Moran proceeded to scoop himself -- and ABC -- with some of the president's remarks. "Just finished interview," he wrote at 3:06. "I asked, 'Wall Street really doesn't like your plan for banks.' 'Wall Street wants an easy answer, there isn't one.' " Two minutes later: "On why not nationalize banks, O: too many, too expensive, not our culture."
With that kind of pipeline, who needs television?
Most major television news programs and anchors have a Twitter page, but most are impersonal listings and links to promote each show. A relative few offer a steady stream of personal observations.
Gregory says he sometimes gets responses within 10 seconds -- and that the information can be useful in questioning guests. "People generally want to be heard," says Gregory, who has posted pictures from his studio for his 46,000 followers. "They don't want to be talked at. They don't want to deal with closed-off media institutions.
"I want to find people where they are. . . . This is 'Knock knock, let's talk about the news, and by the way, hope you'll check me out on Sunday morning.' "

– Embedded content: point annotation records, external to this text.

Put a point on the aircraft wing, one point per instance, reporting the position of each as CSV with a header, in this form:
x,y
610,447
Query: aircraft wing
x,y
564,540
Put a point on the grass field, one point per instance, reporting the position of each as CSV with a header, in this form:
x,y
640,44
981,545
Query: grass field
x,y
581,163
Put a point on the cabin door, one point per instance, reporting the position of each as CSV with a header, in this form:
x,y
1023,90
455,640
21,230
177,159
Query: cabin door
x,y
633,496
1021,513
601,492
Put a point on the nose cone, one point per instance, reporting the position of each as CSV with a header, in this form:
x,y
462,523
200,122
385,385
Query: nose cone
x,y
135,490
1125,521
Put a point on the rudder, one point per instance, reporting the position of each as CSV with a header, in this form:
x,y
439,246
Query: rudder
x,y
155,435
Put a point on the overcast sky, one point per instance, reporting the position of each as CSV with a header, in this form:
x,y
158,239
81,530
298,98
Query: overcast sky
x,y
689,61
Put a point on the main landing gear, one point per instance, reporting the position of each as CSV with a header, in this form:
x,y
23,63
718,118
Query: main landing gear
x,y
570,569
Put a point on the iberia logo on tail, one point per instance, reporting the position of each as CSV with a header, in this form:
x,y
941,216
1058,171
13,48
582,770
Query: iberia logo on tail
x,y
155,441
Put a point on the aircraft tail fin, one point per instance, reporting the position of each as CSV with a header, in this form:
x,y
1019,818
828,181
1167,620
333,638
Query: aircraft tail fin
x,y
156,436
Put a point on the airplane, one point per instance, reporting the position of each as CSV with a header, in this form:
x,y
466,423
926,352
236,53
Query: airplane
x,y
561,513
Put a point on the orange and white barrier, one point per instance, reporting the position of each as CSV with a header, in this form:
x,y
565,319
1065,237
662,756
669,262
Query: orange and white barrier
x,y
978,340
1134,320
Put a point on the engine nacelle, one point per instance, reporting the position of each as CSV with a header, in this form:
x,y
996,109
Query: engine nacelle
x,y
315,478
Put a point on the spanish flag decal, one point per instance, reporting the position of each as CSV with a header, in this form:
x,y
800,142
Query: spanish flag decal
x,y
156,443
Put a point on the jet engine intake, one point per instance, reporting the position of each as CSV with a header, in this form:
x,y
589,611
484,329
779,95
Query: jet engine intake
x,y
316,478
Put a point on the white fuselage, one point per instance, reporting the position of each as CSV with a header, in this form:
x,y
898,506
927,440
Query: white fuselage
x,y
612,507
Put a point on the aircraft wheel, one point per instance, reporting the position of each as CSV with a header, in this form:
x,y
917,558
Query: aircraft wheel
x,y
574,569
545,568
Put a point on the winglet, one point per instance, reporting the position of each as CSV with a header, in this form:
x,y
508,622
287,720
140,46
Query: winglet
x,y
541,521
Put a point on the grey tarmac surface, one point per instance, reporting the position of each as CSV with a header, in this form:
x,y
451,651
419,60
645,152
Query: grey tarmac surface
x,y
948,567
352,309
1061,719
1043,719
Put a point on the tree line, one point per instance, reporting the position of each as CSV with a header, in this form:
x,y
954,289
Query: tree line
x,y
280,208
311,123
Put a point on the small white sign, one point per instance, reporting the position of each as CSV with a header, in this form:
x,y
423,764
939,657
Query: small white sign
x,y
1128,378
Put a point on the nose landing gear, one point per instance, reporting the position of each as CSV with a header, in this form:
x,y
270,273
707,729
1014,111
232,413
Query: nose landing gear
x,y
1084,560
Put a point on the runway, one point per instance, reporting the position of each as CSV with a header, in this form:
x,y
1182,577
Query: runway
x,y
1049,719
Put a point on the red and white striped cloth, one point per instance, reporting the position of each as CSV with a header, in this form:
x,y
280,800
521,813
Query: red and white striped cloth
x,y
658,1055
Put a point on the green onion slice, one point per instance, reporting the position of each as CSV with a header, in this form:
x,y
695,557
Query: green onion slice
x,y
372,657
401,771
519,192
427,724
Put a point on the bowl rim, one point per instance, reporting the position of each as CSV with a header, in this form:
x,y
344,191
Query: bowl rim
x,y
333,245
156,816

CNN anchor Rick Sanchez has built his 3 p.m. program around Twitter, as well as Facebook and MySpace, since the show's launch last fall. Sanchez, who has 56,000 followers, reads some tweets on the air and producers run excerpts at the bottom of the screen.

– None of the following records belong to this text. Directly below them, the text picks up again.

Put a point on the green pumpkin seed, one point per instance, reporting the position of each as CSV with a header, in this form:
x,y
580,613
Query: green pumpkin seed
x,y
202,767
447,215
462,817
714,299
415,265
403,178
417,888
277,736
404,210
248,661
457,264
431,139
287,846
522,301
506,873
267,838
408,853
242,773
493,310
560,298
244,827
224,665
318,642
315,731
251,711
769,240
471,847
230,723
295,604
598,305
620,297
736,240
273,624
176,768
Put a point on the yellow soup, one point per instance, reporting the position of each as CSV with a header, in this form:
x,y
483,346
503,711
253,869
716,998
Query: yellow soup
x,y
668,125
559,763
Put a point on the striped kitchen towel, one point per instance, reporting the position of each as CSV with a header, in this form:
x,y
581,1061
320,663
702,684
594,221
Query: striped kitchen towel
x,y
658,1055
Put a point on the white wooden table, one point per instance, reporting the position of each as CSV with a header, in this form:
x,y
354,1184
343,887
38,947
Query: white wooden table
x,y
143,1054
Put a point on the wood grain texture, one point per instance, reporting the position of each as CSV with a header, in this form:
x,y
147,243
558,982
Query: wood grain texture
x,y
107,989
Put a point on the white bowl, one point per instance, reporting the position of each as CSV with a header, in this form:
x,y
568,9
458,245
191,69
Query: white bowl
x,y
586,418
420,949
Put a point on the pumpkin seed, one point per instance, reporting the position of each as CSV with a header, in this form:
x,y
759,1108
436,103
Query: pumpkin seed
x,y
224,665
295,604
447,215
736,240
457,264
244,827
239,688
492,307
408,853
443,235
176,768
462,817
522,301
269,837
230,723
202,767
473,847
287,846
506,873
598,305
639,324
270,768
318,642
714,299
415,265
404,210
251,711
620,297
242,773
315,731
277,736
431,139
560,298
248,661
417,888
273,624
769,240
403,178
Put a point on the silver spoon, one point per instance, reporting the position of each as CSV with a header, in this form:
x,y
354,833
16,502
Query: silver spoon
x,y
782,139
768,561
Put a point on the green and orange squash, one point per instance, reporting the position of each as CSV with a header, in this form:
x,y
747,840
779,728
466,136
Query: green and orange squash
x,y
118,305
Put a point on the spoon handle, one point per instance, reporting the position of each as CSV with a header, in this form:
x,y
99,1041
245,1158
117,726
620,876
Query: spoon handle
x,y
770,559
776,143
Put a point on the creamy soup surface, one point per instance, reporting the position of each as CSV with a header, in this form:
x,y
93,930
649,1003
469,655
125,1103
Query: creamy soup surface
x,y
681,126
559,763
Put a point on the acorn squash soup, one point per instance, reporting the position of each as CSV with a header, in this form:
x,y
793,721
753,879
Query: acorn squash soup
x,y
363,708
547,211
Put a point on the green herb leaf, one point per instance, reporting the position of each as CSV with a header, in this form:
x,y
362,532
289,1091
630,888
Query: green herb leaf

"When I first started doing this, I thought, 'This is crazy. What the hell does this have to do with news?' I thought Twitter was a fad my teenage sons are going through," he says.
During Hurricane Gustav, Sanchez recalls, someone tweeted that a Mississippi highway was backed up for miles. Sanchez reported the information after a producer confirmed it.

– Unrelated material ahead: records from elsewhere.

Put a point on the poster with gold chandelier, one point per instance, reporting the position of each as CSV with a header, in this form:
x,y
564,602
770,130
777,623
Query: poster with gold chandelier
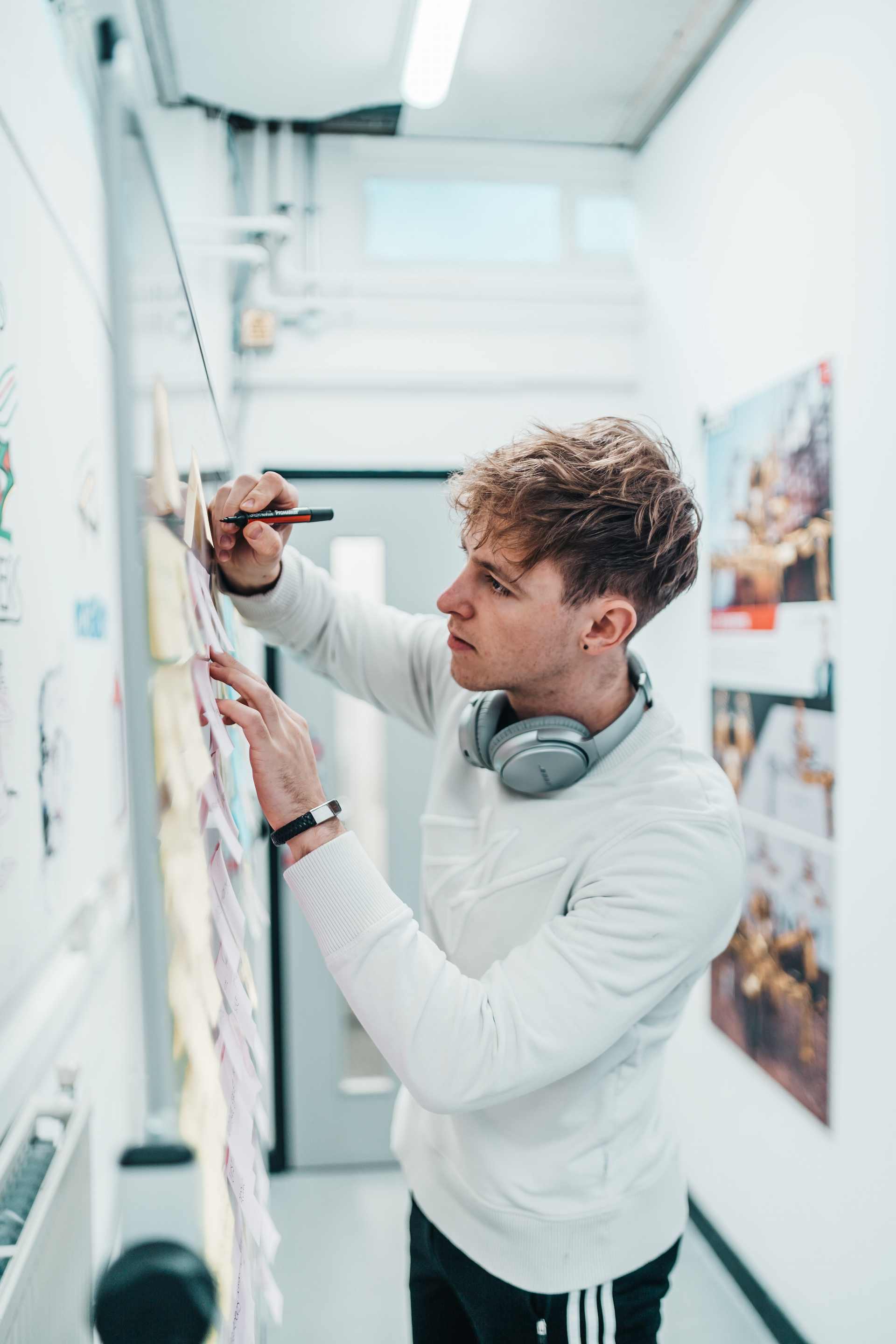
x,y
770,525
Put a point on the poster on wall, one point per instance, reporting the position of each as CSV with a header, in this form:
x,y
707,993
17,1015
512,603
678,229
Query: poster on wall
x,y
770,522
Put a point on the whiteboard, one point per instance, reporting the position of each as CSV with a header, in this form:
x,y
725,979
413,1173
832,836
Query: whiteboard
x,y
62,793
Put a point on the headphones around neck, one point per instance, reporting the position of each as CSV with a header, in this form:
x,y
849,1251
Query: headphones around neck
x,y
539,756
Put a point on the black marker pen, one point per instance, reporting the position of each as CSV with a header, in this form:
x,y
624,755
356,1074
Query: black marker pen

Sanchez makes some entries during the program, posting such messages as "alright, what do i lead my show with tomorrow, what's the best video out there. best talker?" And: "getting lots of word that rush limbaugh is going after me on his show, what's he saying? anybody know?"
Twitter is gradually becoming a factor in news events. When that US Airways jet made an emergency landing in the Hudson River in January, Twitter users were providing updates before the New York Times published an online story. Janis Krums, a passenger on a nearby ferry, posted a Twitter photo of the plane in the water that was quickly picked up by major news organizations.
Fox News correspondent Julie Banderas, who was twittering at home when a plane crashed outside Buffalo, asked whether there were any eyewitnesses she could contact. Keith Burtis, who saw the crash, responded to Banderas's posting. She wound up doing a phone interview with Burtis, who later appeared on Fox.